What is the Difference Between a Mortgage and a Promissory Note?

Mortgages and Promissory Notes

Many people take out loans to purchase a home and do not truly understand the difference between a mortgage and a promissory note. The mortgage is a legal document that ties or "secures" a piece of real estate to an obligation to repay money. The mortgage itself does not obligate anyone to repay money. If a person's name is on the mortgage to a piece of property, then that person may not be required to repay the loan. The mortgage does not create personal liability. We determine who is obligated to repay the loan by looking at the promissory note.

A promissory note is a document between the lender and the borrower. It is a separate contract from the mortgage. Only those who sign the promissory note are required to repay the money lent under the promissory note. If a married couple takes out a loan in the husband's name, then most lenders will require that the wife be named in the mortgage. So long as only the husband signs the promissory note, the wife has no personal obligation to repay the loan. This is a critical distinction and is often misunderstood. The less people on the promissory note is almost always better for the borrowing side of the transaction.

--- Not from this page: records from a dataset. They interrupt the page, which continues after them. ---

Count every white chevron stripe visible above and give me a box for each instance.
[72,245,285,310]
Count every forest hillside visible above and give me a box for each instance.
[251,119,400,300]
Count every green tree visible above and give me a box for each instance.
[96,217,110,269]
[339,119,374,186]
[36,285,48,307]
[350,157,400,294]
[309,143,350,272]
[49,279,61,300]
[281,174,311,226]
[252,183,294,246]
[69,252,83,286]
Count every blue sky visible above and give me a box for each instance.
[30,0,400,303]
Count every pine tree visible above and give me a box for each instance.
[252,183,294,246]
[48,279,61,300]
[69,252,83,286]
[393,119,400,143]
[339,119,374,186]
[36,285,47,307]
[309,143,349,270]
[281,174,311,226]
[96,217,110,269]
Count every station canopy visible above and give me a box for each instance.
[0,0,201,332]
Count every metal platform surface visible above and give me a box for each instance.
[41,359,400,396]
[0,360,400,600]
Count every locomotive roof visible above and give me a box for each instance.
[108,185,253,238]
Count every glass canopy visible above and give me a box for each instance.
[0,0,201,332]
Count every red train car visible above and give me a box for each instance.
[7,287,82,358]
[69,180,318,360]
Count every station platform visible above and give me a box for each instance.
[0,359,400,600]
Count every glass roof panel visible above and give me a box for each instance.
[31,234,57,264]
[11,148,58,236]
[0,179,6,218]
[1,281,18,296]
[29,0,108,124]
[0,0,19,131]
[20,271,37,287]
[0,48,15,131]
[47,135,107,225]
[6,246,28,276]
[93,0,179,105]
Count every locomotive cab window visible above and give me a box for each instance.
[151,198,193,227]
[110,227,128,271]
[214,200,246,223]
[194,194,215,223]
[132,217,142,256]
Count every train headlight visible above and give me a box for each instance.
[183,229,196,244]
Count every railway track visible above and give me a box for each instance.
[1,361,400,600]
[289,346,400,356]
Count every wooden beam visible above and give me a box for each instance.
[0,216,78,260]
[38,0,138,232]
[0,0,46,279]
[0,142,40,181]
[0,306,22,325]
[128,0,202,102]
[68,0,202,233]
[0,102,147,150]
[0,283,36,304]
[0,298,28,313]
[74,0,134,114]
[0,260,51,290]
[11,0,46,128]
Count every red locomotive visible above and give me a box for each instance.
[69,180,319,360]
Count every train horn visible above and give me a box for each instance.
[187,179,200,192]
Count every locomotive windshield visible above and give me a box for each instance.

Creditors (Banks) will typically want as many people on the note as possible to allow them more people or entities to go after if there ever were a default in the future. The individual or individuals who signed the promissory note are personally liable for the money that was borrowed and can be sued personally and have their assets seized, credit report negatively impacted and their wages garnished of lack of payment. Those who signed the mortgage only and not the promissory note are immune from asset seizure, credit report impairment and wage garnishment.